# Looking for a sfx program..



## jasonlights (Jun 23, 2005)

Our school need a sfx program, ether free or under $100. We can get a hold of any computer for WinXP to Win98. I have a Echo Mia that we can use, plz help.


----------



## mbenonis (Jun 23, 2005)

Can you be more specific as to what requirements you have for this program? Does it need to keep track of cues, or is working with the sound files themselves OK? Do you need to be able to mix multiple effects on the computer? Do you need fadeouts to be automated? Do you need to control other equipment, or be controlled by other equipment? All of these factors will affect what programs will best suit your needs.


----------



## Traylen (Jun 23, 2005)

Q-Manager is a great program. It is a lot easier to learn then Stage Research's SFX and it has a free version, it doesn't support as much as its full version but it works and it is a good program. 
It can be gotten here: http://www.hammerandtong.com/

As for SR's SFX it is an amazing program but costs a lot more then Q-Manager and is not the easiest to learn.
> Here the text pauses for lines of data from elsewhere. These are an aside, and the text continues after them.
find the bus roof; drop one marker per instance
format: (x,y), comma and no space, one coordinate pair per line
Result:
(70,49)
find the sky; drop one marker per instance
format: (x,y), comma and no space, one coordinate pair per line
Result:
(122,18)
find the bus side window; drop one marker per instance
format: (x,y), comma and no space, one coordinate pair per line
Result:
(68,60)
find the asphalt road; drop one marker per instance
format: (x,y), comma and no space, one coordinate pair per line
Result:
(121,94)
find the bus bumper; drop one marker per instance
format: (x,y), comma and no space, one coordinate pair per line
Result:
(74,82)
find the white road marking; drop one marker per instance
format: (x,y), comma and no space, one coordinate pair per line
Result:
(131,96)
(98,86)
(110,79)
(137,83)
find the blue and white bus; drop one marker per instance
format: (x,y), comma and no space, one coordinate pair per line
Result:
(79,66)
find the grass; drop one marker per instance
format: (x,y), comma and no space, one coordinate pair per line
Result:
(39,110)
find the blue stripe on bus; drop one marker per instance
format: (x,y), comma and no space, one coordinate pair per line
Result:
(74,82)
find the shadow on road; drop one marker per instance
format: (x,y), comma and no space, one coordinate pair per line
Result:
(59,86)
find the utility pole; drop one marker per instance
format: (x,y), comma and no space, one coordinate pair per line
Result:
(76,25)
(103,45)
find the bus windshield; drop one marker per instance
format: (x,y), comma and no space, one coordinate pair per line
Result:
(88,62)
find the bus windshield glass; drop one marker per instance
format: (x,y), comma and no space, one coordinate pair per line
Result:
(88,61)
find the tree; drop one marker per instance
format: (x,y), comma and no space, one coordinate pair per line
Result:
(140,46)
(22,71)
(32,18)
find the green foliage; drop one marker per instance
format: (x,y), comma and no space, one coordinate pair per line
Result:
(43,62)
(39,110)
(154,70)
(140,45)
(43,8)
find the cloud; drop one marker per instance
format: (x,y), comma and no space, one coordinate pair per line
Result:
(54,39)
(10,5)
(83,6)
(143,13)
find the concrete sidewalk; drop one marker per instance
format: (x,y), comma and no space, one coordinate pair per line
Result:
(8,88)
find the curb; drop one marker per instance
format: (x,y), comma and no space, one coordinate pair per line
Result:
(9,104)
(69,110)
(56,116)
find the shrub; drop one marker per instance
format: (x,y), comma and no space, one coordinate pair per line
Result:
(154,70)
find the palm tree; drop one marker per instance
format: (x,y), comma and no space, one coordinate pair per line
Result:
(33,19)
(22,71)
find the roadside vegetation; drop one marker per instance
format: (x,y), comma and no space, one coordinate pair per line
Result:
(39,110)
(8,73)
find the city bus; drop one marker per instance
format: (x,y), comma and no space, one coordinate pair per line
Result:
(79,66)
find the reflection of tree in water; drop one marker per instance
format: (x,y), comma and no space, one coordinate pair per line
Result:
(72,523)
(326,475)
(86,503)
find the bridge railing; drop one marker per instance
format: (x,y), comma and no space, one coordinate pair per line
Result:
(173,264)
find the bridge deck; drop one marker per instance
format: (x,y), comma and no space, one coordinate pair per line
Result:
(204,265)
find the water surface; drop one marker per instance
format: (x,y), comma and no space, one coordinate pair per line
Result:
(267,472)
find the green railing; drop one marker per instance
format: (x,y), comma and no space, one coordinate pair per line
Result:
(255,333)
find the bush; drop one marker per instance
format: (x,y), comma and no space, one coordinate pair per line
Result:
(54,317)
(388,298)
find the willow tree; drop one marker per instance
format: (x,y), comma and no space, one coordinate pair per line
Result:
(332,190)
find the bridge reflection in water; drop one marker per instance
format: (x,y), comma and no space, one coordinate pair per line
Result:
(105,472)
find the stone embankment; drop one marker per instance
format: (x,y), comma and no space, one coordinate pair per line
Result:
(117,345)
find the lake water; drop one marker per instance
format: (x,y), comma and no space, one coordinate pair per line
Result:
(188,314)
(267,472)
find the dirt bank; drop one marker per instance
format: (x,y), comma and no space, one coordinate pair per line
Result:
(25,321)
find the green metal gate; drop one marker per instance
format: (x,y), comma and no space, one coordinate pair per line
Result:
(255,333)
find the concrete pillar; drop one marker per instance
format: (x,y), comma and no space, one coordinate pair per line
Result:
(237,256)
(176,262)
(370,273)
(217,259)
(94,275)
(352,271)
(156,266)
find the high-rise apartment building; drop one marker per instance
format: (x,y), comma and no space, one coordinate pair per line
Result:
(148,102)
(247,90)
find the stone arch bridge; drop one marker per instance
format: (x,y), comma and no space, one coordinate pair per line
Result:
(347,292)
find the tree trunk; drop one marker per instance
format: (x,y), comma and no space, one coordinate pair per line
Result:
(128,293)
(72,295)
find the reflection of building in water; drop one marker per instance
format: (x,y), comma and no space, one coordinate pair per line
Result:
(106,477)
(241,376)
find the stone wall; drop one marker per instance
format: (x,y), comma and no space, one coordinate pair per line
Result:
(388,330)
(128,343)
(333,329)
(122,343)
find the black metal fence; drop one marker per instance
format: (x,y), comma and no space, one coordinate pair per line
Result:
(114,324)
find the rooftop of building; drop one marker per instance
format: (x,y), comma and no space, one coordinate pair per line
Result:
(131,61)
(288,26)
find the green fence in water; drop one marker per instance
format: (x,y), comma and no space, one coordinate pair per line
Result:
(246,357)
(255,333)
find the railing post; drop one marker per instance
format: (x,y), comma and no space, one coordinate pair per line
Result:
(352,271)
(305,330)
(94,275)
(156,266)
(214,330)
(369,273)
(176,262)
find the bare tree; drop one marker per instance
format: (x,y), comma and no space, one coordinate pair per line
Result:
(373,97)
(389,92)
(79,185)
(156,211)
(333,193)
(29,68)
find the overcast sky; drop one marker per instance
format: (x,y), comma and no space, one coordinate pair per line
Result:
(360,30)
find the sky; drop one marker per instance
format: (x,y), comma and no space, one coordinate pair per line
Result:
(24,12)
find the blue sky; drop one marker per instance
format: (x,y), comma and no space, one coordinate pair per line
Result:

But you can take a look at it here: http://www.stageresearch.com/products/SFX.aspx

Hopefully the demo version of Q-Manager should be enough for you because I don't know of any good SFX programs cheaper than that that are for theatre use. Do atleast download the demo of Q-Manager and check it out. That's what we used to use until we upgraded to SR's SFX.


----------



## koncept (Jun 23, 2005)

Unrelated....I work at a theater with SFX as our sound effects program. Is that like an industry standard now, so when some one says i have sfx it's refering to sr's sfx?


----------



## Traylen (Jun 23, 2005)

It claims to be industry standard of _software_, though when dealing with sfx I don't know how broad industry standard really is. There are so many different ways to playback sound effects that no one has really agreed on what's the best way. Heck, people haven't even agreed on what the best way is to store and run sound effects i.e. flash cards and what not. Some people are against the use of programs run via a laptop or desktop computer and prefer the use of special playback devices. 

So sure, it's industry standard, but it's industry standard software, and I don't know of too many higher end theatres that run their sound effects via a traditional computer. And for those that do, there are debates over weather or not sound effects should be run off something so unstable.


----------



## koncept (Jun 24, 2005)

i think industry standard was the wrong word to use now. what i was asking is if some one says sfx is it safe to asume sr's sfx


----------



## Traylen (Jun 24, 2005)

I couldn't really say. Though I don't think there are other programs with that name, they may just be referring to the fact they have _an_ sfx program. So I suppose just ask for clarification if you're in doubt. However, it is possible that it has come to be widely known by that name, but I really couldn't say for sure. Also, it most likely depends on what area one lives in, items sometimes adopt different names depending on the people.


----------



## dwt1 (Jun 24, 2005)

Hi:

Although lacking bells and whistles, you can use Powerpoint as an SFX program. In as much as many schools have the software it can readily assimilated.

It does not allow you to edit your sounds but will function as a reasonable control device.

To edit sounds/music, we use Audacity 123.

The program works nicely and is free. You can download it at:

http://www.softpedia.com/progDownload/Audacity-Download-1970.html

We used it to create 1/2 hour of birds, brooks and 
"woodsy" noices for our "Into the Woods" preshow.


Best wishes,

DWT1


----------



## Fusiondude (Jun 24, 2005)

I use Audacity for all of my wave editing. It may not be as great as Sound Forge or Audition, but it gets the job done. I've been able to do some really nice seamless loops with the program. Plus all of the music that I will ever reproduce over a sound system is normalized in the program to smooth out the waveforms. It does a dramatic enhancement on the sound quality in the end.


----------



## jasonlights (Jun 25, 2005)

I have worked in a theadre with sr sfx but we do not want to pay alot or money for a program, also out TD made it clear that any program we use MUST be legal.  Thanks for all the halp and i will try out all the programs


----------



## RedEyeProd (Jun 25, 2005)

At our theatre we are using "Sound Cue System" (free demo @ http://soundcuesystem.com/ ) on a windows xp pc, we use dbpoweramp (free from http://www.dbpoweramp.com/dmc.htm) to rip cd's people give us, audacity ( free from http://audacity.sourceforge.net/ ) to edit sounds and windows media player or winamp to play house music.

One of the many benifits of SCS (sound cue system) is that you can hook up multiple sound cards (we use 2, one for FOH and one for FB).

Hope this helps you in your search.

Steve


----------



## jasonlights (Jun 25, 2005)

thanks


----------